Clarence Lang, Susan Welch Dean of the College of the Liberal Arts, said the database makes for a timely and significant addition to the college’s research mission.
“As one of the foundational pillars of American democracy, the Supreme Court and its decisions demand rigorous scholarship and journalism, particularly in the wake of the highly consequential cases of the past few years,” Lang said. “Given that, I’m extremely excited and grateful that Michael Nelson and the Department of Political Science will be overseeing this critical research apparatus for many years to come.”
The database was developed in the 1980s at Michigan State University by political scientist Harold Spaeth, whose data extended back as far as the 1950s. Spaeth did his coding entirely by hand on 3-by-5-inch notecards, according to Nelson.
In the late 2000s, the database migrated to WashU as part of a U.S. National Science Foundation-funded project to incorporate all Supreme Court decisions dating back to the nation’s founding, in the process making it more useful to scholars, students and journalists. Nelson, then a graduate student there, was part of the project team.
“They hired undergrads to stand in the copy room and literally copy pages upon pages of these Supreme Court decisions, then sent them to Michigan so Harold could code them,” Nelson recalled with a laugh.
Nelson eventually became a co-principal investigator for the database, which in recent years has inspired offshoot versions in Australia, Israel and the United Kingdom. Epstein will remain a co-principal investigator for the foreseeable future, then eventually yield full day-to-day duties to Nelson.

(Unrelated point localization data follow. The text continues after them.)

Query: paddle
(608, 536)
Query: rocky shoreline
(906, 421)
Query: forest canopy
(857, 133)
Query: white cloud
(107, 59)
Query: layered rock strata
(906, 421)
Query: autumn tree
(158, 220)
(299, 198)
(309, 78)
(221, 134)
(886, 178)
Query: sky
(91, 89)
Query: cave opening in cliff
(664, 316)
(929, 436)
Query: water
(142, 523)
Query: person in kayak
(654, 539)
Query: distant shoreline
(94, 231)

For the past few months, Nelson worked closely with staff members of the college’s Strategic Communications and Information Technology offices on a complete redesign of the database’s website, making it more user-friendly and giving it “an updated visual presentation.”
“Eventually, we’re going to look to use artificial intelligence to incorporate text of opinions to make sure the coding is reliable and valid,” Nelson said. “There’s kind of the core product, where no matter what else we add or change, we continue to provide what people are used to. But we have opportunities to expand on that. One of the things we’re most known for is computational social science, big data stuff — so we can use some of that Penn State expertise in ways that as we move to a new generation of researchers, we’re making sure we’re providing the data that’s maximally useful to them.”

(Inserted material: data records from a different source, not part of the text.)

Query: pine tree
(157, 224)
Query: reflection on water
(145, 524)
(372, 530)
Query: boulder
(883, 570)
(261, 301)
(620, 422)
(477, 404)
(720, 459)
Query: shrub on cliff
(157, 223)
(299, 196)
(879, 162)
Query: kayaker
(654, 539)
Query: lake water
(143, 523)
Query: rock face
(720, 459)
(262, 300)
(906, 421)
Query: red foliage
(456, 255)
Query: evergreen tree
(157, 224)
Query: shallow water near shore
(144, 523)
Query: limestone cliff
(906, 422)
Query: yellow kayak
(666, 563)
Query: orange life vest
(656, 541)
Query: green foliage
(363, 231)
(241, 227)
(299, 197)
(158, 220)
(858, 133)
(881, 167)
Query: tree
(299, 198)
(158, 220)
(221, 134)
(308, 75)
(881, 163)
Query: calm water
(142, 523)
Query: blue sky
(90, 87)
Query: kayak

The database has been a fundamental part of several major scholarly books on the Supreme Court, as well as hundreds of journal articles that have garnered thousands of citations. And it’s been used to complete countless doctoral dissertations, graduate theses and undergraduate honors theses, Nelson said.
More than 3,500 unique monthly users have conducted nearly 22,000 analyses on the database during the last two years alone, he added.
Meanwhile, journalists from publications including The New York Times, The Washington Post, The Wall Street Journal, 538 and SCOTUSblog have used the database to give readers critical historical context. The Times’ longtime Supreme Court correspondent, Adam Liptak, has worked closely with Nelson, Epstein and WashU Chancellor Andrew D. Martin to provide ongoing data-driven coverage of the Supreme Court’s work. In July, they provided analysis for his article on the court’s recently completed term.
“It’s gratifying to see our data make The New York Times,” Nelson said. “It’s great for the department and the college because it tells people that if you study the court, this is a great place to be. Hopefully, it’ll help with our grad school recruitment, given it is such a great resource for students. We have the opportunity now to build on what’s already this really strong foundation, and I’m very excited to get to do it.”